Although this is a step in the right direction, recommendation from the American Council on Education is merely advisory — none of its member schools actually have to offer credit toward a degree for students who register and complete one of the MOOCs which received the Council’s endorsement. As noted before on this site, though, many colleges do offer credit by exam for successful completion of College Level Examination Program (CLEP) exams, those offered by Excelsior College, or DANTE and AP tests. And that’s where another type of free to dirt-cheap online course comes into play: the online prep-course for credit by exam tests.

Educational providers such as the  Saylor Foundation and Education Portal offer courses that students can use to study for such “challenge exams,” still one of the cheapest (and fastest) ways to earn college credits that count toward a degree. The exams test students’ abilities to grasp the concepts that they may otherwise learn in a traditional classroom setting.  In 2012, 18,000 people took exams from Excelsior and 76,000 students earned credit from CLEP exams, out of a total of 98,000 who took the tests.

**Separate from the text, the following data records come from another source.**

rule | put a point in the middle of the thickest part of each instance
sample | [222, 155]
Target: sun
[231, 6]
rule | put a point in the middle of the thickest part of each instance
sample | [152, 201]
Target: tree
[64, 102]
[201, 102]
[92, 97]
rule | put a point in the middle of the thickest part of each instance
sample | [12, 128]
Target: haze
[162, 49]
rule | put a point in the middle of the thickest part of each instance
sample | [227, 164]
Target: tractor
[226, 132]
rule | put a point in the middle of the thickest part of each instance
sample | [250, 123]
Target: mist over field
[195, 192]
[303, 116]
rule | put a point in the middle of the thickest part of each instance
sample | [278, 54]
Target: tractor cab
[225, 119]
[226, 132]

According to Inside Higher Education:

Many, if not most, American colleges and universities accept that the tests are academically rigorous, and have accepted some Excelsior and CLEP exam credits, most of which cost less than $100.

Education Portal, for example, offers 31 courses that are linked to credit-bearing challenge exams – 16 geared to CLEP, two to Excelsior and eight that match up with both types of exams. The for-profit startup, which is based in Silicon Valley, is also a Web publishing company with material aimed at advising students on career and college choices. Advertisements on that side of the business generate revenue, company officials said, which keeps the courses free.

For those of us who wish to remain frugal when it comes to college education for ourselves or our kids, cheap is good. And free is even better.